We had to create our programs in FORTRAN, capture them on punched cards, and hand-carry the deck of cards to the guardians of the machine to be added to the run schedule at some indeterminate time in the future. The typical debug cycle (“Missing comma on line 2”) took a week to resolve, so the best we could hope for was get one simple program to work each semester. Creating a DSP program simply wouldn’t have been feasible, even if the students (or the lecturers) had a clue as to what the DSP acronym stood for.

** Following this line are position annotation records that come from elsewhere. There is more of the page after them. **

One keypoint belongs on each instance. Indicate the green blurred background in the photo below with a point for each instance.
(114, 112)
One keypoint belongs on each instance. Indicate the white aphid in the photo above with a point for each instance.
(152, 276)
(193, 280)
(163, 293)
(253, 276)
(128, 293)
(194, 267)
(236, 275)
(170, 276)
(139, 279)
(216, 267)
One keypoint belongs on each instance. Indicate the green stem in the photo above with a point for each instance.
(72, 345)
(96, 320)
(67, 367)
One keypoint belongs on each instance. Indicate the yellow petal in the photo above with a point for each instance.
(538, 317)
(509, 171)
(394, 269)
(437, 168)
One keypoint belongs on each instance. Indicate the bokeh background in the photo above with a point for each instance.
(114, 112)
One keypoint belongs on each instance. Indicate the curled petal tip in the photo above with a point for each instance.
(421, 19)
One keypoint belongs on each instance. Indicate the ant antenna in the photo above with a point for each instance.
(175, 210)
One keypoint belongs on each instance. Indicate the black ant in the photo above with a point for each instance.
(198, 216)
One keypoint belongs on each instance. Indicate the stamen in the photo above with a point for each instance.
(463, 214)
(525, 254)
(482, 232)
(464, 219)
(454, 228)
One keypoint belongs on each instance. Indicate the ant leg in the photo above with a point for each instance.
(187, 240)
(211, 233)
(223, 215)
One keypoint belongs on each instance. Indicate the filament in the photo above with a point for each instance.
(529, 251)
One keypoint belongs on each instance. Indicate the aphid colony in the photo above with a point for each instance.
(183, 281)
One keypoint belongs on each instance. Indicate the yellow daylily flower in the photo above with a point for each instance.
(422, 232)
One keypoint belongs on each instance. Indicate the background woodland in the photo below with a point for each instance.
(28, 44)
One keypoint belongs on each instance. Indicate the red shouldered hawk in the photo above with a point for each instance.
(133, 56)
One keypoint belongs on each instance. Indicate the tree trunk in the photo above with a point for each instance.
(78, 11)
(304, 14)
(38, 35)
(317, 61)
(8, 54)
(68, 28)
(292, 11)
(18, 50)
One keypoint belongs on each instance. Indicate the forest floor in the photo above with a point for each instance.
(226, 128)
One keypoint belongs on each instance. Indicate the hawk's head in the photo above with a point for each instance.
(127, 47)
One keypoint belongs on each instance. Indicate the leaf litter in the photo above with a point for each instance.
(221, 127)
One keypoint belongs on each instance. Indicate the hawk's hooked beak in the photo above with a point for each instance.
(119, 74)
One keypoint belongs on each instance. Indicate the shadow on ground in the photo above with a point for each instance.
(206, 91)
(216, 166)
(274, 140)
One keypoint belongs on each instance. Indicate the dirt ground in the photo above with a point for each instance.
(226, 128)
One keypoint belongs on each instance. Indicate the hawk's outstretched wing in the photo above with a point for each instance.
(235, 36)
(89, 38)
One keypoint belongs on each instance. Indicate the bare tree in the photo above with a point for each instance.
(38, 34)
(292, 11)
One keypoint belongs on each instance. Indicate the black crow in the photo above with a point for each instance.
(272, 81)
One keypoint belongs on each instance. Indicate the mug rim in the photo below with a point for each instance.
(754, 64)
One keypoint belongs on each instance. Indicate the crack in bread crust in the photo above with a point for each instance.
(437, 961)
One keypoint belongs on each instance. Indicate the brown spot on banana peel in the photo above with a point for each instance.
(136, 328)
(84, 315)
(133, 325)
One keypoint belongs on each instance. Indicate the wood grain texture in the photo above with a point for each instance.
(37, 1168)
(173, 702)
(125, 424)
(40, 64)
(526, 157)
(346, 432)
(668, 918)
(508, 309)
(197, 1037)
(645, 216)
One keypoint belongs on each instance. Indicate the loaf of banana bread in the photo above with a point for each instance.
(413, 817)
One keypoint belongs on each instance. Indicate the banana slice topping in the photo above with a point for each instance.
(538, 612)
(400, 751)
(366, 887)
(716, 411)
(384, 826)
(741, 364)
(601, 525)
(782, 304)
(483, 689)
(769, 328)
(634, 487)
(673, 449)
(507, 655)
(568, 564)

More recently, I’ve observed the rise of artificial intelligence (AI), machine learning (ML), and deep learning (DL) (see also What the FAQ are AI, ANNs, ML, DL, and DNNs?). I’m amazed by what I hear about the high-end cloud-based AI systems created using tools like Google’s TensorFlow. I’ve also been blown away by machine-vision AI applications that can perform object detection and recognition. In addition to things like face detection, some systems can determine age, gender, and emotion (“There’s a 98% probability that 25-year-old man is not happy I’m looking at him!”)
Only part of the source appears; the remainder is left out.